Statistical inference (SBM + similar)#
Other code#
CDlib has a wide range of community detection algorithms.
NetworkX’s community section has a few algorithms.
graph-tool has some new tools for assortative community detection based on statistical models.
References#
Mark Newman. Networks. Oxford university press, 2018.
Tiona Zuzul, Emily Cox Pahnke, Jonathan Larson, Patrick Bourke, Nicholas Caurvina, Neha Parikh Shah, Fereshteh Amini, Youngser Park, Joshua Vogelstein, Jeffrey Weston, and others. Dynamic silos: increased modularity in intra-organizational communication networks during the covid-19 pandemic. arXiv preprint arXiv:2104.00641, 2021.
Michelle Girvan and Mark EJ Newman. Community structure in social and biological networks. Proceedings of the national academy of sciences, 99(12):7821–7826, 2002.
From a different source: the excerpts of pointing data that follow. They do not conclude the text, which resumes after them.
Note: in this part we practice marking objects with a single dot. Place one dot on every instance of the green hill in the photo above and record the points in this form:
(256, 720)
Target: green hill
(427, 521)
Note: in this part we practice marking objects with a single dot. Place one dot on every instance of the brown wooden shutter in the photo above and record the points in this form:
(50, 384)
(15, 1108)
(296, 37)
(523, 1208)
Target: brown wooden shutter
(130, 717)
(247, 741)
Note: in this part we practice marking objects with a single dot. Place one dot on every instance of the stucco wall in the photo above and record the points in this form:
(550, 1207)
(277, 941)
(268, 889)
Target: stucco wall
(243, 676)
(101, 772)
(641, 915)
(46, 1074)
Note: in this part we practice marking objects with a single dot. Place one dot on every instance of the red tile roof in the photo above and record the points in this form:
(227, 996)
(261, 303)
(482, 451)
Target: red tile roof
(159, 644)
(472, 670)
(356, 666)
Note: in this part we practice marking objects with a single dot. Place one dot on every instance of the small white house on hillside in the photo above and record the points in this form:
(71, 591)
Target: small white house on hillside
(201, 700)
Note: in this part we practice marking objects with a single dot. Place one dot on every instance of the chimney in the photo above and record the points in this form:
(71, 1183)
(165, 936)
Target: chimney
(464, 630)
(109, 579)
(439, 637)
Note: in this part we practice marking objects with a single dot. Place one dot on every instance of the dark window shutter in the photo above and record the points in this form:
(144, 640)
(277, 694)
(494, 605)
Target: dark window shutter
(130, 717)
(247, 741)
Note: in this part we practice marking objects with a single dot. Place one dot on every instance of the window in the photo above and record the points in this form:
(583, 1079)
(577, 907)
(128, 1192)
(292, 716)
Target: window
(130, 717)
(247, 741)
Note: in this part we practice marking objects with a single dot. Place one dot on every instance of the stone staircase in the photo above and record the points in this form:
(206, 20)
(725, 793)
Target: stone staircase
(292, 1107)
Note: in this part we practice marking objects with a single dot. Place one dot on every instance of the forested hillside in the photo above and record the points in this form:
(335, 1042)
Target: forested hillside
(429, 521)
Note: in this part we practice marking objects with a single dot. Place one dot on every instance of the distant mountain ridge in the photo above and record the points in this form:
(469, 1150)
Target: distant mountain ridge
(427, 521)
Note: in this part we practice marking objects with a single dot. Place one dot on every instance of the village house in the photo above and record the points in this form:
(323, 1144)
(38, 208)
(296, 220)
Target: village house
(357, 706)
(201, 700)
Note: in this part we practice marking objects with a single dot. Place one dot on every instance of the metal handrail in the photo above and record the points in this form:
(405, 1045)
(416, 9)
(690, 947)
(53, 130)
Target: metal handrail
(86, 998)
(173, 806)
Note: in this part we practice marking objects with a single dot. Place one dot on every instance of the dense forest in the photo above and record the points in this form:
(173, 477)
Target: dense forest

Vincent D Blondel, Jean-Loup Guillaume, Renaud Lambiotte, and Etienne Lefebvre. Fast unfolding of communities in large networks. Journal of statistical mechanics: theory and experiment, 2008(10):P10008, 2008.
Vincent A Traag, Ludo Waltman, and Nees Jan Van Eck. From louvain to leiden: guaranteeing well-connected communities. Scientific reports, 9(1):1–12, 2019.
Scott Emmons and Peter J Mucha. Map equation with metadata: varying the role of attributes in community detection. Physical Review E, 100(2):022301, 2019.
Tiago P Peixoto. Descriptive vs. inferential community detection: pitfalls, myths and half-truths. arXiv preprint arXiv:2112.00183, 2021.